Tissue Pair cfDNA, FFPE, or Both Gene Chromosome Position Mutation ClinVar mutation
Breast
Pair 1
Both BRCA2 chr13 32911888 A>G A Deletion
Both BRCA1 chr17 41223094 T>C GCC insertion
Both BRCA1 chr17 41244936 G>A G Duplication or TT insertion
Both CHEK2 chr22 29130458 T>C T Deletion
Both TP53 chr17 7579472 G>C G>T
Both BRCA1 chr17 41223094 T>C T>A
Both BRCA1 chr17 41244000 T>C T>A
Both BRCA1 chr17 41244435 T>C T>G
Both BRCA1 chr17 41244936 G>A G>C or G>T
Pair 2
Both BRCA1 chr17 41223094 T>C T Deletion
Both TP53 chr17 7579472 G>C G>T
Both BRCA1 chr17 41223094 T>C T>A
Both BRCA1 chr17 41244000 T>C T>A
Both BRCA1 chr17 41244435 T>C T>G
Both STK11 chr19 1222012 G>C G>A or G>T
Pair 3
Both BRCA2 chr13 32911888 A>G A Deletion
Both STK11 chr19 1222012 G>C G>A
Lung Pair 7 FFPE TP53 chr17 7579471 G>GC G Duplication
Prostate
Pair 8
Both BRCA1 chr17 41223094 T>C GCC insertion
Both BRCA1 chr17 41244936 G>A G Duplication or TT insertion
Both CHEK2 chr22 29130458 T>C T Deletion

Conclusions

Here we show:

  • Sequencing of cfDNA captures the majority of variants that found in sequenced FFPE DNA
  • More indels are identified using cfDNA than with FFPE DNA, especially with breast tissue
  • Distribution of variants across the genome differs when sequencing FFPE DNA
  • More previously identified clinically relevant variants, as identified by the ClinVar database were found when sequencing FFPE DNA

This study is small and further work should be done using larger data sets to gain more conclusive information.

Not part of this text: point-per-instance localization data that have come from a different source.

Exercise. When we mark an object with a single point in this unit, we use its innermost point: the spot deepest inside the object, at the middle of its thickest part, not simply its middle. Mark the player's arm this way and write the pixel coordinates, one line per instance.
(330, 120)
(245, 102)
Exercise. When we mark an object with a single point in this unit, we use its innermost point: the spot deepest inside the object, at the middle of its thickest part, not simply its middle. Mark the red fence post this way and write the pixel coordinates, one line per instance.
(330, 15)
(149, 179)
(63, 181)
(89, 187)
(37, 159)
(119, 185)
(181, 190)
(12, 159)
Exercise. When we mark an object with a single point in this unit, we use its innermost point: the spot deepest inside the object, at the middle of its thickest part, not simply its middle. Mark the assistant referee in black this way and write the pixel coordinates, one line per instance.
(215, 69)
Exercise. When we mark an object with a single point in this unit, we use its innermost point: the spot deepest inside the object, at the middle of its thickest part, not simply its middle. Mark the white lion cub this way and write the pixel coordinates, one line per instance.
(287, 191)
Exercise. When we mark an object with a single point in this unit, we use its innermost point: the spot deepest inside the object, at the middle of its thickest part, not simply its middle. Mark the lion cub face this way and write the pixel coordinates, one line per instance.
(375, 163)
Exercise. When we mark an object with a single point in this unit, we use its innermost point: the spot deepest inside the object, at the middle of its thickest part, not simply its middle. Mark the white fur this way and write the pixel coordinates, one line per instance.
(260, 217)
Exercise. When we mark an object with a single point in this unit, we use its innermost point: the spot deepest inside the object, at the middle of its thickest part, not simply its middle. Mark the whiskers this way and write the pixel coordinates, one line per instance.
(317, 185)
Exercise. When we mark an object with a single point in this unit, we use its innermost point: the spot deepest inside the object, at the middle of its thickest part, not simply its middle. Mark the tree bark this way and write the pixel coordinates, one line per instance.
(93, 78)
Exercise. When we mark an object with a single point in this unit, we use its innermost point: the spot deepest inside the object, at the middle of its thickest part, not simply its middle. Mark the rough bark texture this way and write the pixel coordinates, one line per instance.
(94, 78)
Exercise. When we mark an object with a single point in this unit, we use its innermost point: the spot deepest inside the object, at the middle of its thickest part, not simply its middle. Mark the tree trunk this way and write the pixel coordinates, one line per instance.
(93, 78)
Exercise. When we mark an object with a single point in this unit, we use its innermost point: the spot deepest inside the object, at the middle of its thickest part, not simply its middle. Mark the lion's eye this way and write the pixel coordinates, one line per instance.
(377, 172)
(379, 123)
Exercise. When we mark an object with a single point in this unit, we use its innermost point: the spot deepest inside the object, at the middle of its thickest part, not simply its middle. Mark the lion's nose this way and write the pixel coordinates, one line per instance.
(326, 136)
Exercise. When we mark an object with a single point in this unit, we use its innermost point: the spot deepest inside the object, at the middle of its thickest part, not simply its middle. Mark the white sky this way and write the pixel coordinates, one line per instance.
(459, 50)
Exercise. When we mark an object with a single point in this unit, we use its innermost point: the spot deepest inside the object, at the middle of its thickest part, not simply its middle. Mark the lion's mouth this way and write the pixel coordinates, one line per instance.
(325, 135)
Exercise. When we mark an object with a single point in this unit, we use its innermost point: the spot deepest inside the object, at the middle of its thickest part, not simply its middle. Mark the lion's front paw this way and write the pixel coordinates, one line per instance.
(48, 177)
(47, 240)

Beckman Coulter makes no warranties of any kind whatsoever express or implied, with respect to these protocols, including but not limited to warranties of fitness for a particular purpose or  merchantability or that the protocol is non-infringing. All warranties are expressly disclaimed. Your use of the method is solely at your own risk, without recourse to Beckman Coulter. Not intended or validated for use in the diagnosis of disease or other conditions. These protocols are for demonstration only, and are not validated by Beckman Coulter.